I was revising single source shortest path algorithms and in the video, the teacher mentions that BFS/DFS can't be used directly for finding shortest paths in a weighted graph (I guess everyone knows this already) and said to work out the reason on your own.
I was wondering the exact reason/explanation as to why it can't be used for weighted graphs. Is it due to the weights of the edges or anything else ? Can someone explain me as I feel a little confused.
PS: I went through this question and this question.
BFS will not work on weighted graphs since the path with the fewest edges may not be the shortest if the edges it contains are expensive.
And so, the only possible way for BFS (or DFS) to find the shortest path in a weighted graph is to search the entire graph and keep recording the minimum distance from source to the destination vertex.

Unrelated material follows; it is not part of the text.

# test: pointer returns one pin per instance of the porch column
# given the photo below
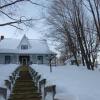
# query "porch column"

For starters, DFS is off the table and doesn't work for shortest paths at all. Secondly, this answer correctly explains why BFS fails on weighted graphs with cycles and suggests Dijkstra's, replacing the queue with a priority queue and allowing relaxation if a new, shorter path is found to a node.
We can use BFS to find the shortest path in the modified graph.
Consider a graph like this:
A---(3)-----B | | \-(1)-C--(1)/
The shortest path from A to B is via C (with a total weight of 2). A normal BFS will take the path directly from A to B, marking B as seen, and A to C, marking C as seen.
At the next stage, propagating from C, B is already marked as seen, so the path from C to B will not be considered as a potential shorter path, and the BFS will tell you that the shortest path from A to B has a weight of 3.
You can use Dijkstra's algorithm instead of BFS to find the shortest path on a weighted graph. Functionally, the algorithm is very similar to BFS, and can be written in a similar way to BFS. The only thing that changes is the order in which you consider the nodes.
For example, in the above graph, starting at A, a BFS will process A --> B, then A --> C, and stop there because all nodes have been seen.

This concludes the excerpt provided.